Once your soldier has gone on a few adventures and gained enough experience to advance to 2nd level, he gains additional Hit Points based on his class. In this case, he gains 7 more Hit Points—remember, your character gets Hit Points from his race only at 1st level! For his Stamina Points, you do the same thing you did at 1st level, adding 7 Stamina Points from his class and 2 Stamina Points from his Constitution modifier. So your soldier now has a total of 18 Hit Points and 18 Stamina Points.
As a hero in Starfinder, you have resolve—an intrinsic reservoir of grit and luck tied to your talents and often enhanced by your class. Your pool of Resolve Points (RP) allows you to carry on even when everything seems lost.
You have a number of Resolve Points equal to half your character
level (rounded down, but minimum 1) + the modifier of your key
ability score (the ability score that is most important to your
class—see page 58). Even if you have a negative modifier, you
always have at least 1 Resolve Point.
For example, let’s say you’re creating a 1st-level mystic (whose key ability score is Wisdom) with a Wisdom score of 16 (a modifier of +3). Half your character’s level rounded down would normally be 0, so thank goodness for that minimum of 1! Add in the 3 from your Wisdom modifier, and your mystic has a total of 4 Resolve Points.
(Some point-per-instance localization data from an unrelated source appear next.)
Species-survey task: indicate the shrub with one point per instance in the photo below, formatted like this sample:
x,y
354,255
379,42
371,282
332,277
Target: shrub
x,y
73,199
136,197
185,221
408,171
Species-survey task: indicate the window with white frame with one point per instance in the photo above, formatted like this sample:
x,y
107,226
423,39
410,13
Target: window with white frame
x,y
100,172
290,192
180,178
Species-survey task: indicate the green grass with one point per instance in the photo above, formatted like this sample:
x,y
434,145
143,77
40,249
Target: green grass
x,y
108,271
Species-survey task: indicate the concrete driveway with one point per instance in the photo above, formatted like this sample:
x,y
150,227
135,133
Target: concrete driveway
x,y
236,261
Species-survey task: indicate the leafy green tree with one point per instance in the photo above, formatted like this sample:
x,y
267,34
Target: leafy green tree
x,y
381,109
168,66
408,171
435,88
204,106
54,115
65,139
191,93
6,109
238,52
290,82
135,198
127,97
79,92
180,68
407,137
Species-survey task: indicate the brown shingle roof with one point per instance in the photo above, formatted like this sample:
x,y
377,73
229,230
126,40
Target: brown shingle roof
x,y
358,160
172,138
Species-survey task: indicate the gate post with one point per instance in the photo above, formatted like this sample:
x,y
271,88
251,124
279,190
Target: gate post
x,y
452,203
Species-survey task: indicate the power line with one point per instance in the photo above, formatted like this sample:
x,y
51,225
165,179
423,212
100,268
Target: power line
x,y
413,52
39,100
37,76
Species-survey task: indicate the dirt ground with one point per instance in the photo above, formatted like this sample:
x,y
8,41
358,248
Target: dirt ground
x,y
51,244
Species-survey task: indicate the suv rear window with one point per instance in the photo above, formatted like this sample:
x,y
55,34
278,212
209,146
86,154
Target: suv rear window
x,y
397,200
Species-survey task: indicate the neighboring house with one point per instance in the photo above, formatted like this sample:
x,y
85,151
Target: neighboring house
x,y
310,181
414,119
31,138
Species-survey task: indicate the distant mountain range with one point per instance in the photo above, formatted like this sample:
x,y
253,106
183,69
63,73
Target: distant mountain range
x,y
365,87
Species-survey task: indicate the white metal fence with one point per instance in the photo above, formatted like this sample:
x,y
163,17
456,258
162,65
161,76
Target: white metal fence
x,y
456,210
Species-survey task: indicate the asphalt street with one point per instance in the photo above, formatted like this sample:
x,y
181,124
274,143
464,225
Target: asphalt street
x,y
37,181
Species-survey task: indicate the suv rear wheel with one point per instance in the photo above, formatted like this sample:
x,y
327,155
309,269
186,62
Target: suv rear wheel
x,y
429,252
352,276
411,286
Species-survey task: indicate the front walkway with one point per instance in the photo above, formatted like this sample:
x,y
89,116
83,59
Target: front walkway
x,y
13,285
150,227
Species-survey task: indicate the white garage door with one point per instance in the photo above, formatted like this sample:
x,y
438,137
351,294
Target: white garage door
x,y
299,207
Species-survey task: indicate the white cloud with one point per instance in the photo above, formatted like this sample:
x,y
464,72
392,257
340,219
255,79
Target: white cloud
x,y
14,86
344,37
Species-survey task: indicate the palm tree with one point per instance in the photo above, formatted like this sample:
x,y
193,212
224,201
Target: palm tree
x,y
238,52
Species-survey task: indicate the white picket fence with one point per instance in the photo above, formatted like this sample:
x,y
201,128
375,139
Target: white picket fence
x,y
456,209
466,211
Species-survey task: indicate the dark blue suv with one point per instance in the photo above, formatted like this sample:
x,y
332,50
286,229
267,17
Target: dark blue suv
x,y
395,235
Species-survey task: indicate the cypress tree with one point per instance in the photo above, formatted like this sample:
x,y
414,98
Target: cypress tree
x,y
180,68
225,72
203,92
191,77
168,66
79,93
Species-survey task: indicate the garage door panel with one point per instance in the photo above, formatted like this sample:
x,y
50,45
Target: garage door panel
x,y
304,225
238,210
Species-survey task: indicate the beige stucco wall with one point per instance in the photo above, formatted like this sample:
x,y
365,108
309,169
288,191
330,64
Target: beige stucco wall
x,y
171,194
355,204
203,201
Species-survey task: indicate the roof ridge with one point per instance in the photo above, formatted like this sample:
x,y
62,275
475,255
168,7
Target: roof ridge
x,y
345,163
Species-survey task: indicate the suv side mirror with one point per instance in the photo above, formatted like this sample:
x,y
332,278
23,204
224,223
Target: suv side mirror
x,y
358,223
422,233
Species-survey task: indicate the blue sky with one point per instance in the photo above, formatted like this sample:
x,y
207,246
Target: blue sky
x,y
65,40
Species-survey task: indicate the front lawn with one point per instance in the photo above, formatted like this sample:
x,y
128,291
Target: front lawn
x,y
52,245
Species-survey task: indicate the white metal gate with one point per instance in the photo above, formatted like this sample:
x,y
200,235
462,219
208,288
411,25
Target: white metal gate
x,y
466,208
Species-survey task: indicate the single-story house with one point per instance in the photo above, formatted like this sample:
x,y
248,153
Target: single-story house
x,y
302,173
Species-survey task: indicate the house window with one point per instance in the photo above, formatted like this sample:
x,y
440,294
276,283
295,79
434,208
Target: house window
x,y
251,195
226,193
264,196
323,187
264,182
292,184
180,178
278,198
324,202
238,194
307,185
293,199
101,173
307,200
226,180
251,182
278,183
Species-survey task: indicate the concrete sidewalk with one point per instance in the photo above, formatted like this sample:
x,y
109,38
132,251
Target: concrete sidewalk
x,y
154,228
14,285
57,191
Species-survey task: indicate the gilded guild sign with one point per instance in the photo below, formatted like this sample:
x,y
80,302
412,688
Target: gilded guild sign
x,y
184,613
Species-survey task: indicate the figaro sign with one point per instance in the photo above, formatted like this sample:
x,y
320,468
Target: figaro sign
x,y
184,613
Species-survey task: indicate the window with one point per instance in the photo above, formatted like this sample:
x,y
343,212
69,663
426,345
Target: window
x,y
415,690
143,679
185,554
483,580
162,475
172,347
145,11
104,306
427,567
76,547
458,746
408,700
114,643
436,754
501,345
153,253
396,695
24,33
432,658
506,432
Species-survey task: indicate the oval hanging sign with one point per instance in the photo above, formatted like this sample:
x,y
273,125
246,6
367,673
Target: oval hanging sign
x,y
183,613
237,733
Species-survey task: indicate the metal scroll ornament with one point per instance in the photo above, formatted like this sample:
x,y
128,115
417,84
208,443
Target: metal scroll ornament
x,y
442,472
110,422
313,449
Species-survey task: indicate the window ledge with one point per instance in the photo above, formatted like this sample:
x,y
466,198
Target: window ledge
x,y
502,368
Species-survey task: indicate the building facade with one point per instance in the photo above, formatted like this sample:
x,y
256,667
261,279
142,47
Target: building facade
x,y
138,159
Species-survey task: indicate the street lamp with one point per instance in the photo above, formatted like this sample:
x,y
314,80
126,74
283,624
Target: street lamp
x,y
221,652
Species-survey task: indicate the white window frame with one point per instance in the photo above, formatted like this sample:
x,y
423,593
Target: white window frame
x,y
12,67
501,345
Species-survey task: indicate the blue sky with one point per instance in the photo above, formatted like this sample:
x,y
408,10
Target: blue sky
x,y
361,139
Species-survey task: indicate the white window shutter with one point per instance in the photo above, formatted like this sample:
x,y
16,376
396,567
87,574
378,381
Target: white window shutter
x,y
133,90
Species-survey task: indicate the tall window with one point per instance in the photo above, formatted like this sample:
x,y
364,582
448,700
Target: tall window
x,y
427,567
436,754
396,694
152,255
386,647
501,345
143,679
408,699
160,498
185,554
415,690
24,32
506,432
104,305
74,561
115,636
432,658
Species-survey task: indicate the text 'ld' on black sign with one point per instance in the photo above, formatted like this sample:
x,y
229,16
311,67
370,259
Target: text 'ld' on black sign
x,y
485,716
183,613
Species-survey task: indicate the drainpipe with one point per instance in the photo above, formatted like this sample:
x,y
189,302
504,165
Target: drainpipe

Resolve Points can be spent in a number of ways, and many
classes let you spend them to activate class features and
regain resources. Some abilities don’t require you to spend
points, but are active only as long as you have a minimum
number of Resolve Points available—for instance, an envoy
with at least 1 Resolve Point remaining in her pool can use
her expertise class feature to roll an extra die on Sense Motive
checks without spending the point. Your Resolve Points can
never drop below 0. Dying causes you to lose Resolve Points.
If you would lose Resolve Points due to dying and don’t have
any remaining, you’re dead. (See Injury and Death on page
250 for more information.)
Up to once per day, characters can regain any spent Resolve Points by getting a full 8 hours of uninterrupted rest.
Besides expending Resolve Points to activate class features, they are useful for a few key general purposes. Any character with Resolve Points can use them to regain Stamina Points, to stabilize after sustaining grievous wounds, or to rally and stay in the fight, as described below.
You can spend 1 Resolve Point to regain lost Stamina Points, up to your normal maximum. Using this ability requires 10 minutes of uninterrupted rest—if you’re interrupted partway through this process, you neither regain your Stamina Points nor lose the Resolve Point. You must take 10 consecutive minutes of uninterrupted rest to use this ability and cannot simply rest in intervals that total 10 minutes.
The explanation for stabilizing on page 23 says you can spend Resolve Points equal to one-quarter your maximum (minimum 1 RP, maximum 3 RP) on your turn to immediately stabilize. But it also says if you don't have at least 3 Resolve Points remaining when you are dying, you lose Resolve Points per the dying rules. Is the second part accurate?
No. Once you have stabilized, you no longer lose Resolve Points (unless you take damage again). The full rules for Injury and Death on page 250 are correct.
If you are dying and you have enough Resolve Points, you can spend a number of Resolve Points equal to one-quarter your maximum (minimum 1 RP, maximum 3 RP) on your turn to immediately stabilize. This means you’re no longer dying, but you remain unconscious. If you don’t have at least 3 Resolve Points remaining when you are dying, you lose Resolve Points as per the dying rules (see Injury and Death on page 250).
If you are stable and have enough Resolve Points, or if you were knocked unconscious from nonlethal damage (see page 252), you can spend 1 Resolve Point at the start of your turn to heal 1 Hit Point. You are no longer dying, you immediately become conscious, and you can take your turn as normal. You can spend Resolve Points to regain Hit Points only if you are at 0 Hit Points and are stable, and you cannot heal more than 1 Hit Point in this way. You cannot spend Resolve Points to both stabilize and stay in the fight in the same round.